Monday, September 14, 2009

Trusting Your Gut

We all have an inner voice. Now before you think I still have an imaginary friend at the advanced age of 51, let me explain myself.

I "discovered" I had cancer in the shower. No, it wasn't a previously undetected lump that I discovered. I had a small "bump" on the right side of my jaw, just below my ear which I thought was caused from being sick with a very bad cold. I've posted about this before, but my "inner voice" kept asking me a question: why do I feel like I have cancer? That's some pretty heavy duty shit. And to some, I'm sure, pretty hard to believe. But it's the God's honest truth. If it wasn't, I wouldn't be at the keyboard right now. I'd be six feet under or spread over the outfield of Dodger Stadium as my ashes became a fixture at Chavez Ravine.

But this isn't about that day in the shower that saved my life. This is about having to present myself and my group at work in front of the new Big Boss. And this was a big moment for myself and the group who works with me––and I wanted to crush it and hit it out of the park. (Sorry, I have baseball play-off fever and it's on my mind). We've been doing some really great work lately. And I wanted everyone to know it.

So I agonized. Wrote down stuff. Wrote down stuff others wanted me to say. Got on the defensive. Went on the offensive. Talked to myself––my inner voice was NOT paying much attention at the time––and even juiced up on more caffeine. I wasn't nervous. I was anxious. I love the stage. I love being able to share work that others have created. It's a positive blast to the ego, and we can all use that every now and then, right? Then about 15 minutes before we were on, one of my co-workers walks in and says, "we only have 2 minutes? What do we say that they already don't know?"

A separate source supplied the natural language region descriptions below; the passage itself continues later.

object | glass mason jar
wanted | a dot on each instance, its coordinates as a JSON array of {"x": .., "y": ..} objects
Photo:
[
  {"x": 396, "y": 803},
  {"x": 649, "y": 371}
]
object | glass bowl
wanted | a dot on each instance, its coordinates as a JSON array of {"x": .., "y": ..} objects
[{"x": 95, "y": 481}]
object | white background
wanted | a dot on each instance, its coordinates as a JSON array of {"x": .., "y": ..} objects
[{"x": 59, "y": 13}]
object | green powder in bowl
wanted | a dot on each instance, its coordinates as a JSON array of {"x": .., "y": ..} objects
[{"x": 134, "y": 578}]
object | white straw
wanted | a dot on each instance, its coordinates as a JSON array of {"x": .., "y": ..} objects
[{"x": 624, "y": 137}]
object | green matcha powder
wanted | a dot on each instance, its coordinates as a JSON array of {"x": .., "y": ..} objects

After he walked away, my inner voice finally spoke up––about time, rat bastard––and gave me the same advice Denny Kuhr gave me 20 years ago.  Go with what you know. Speak from the heart and the head will follow. Forget trying to script it or spin it or spew out somebody else's words from my mouth. I know this stuff. I live this stuff. I love doing what I'm doing. I don't know exactly where my "inner voice" lives inside my body. My head? My neck? My feet? No.

Right where it should've been all along. Right in my gut.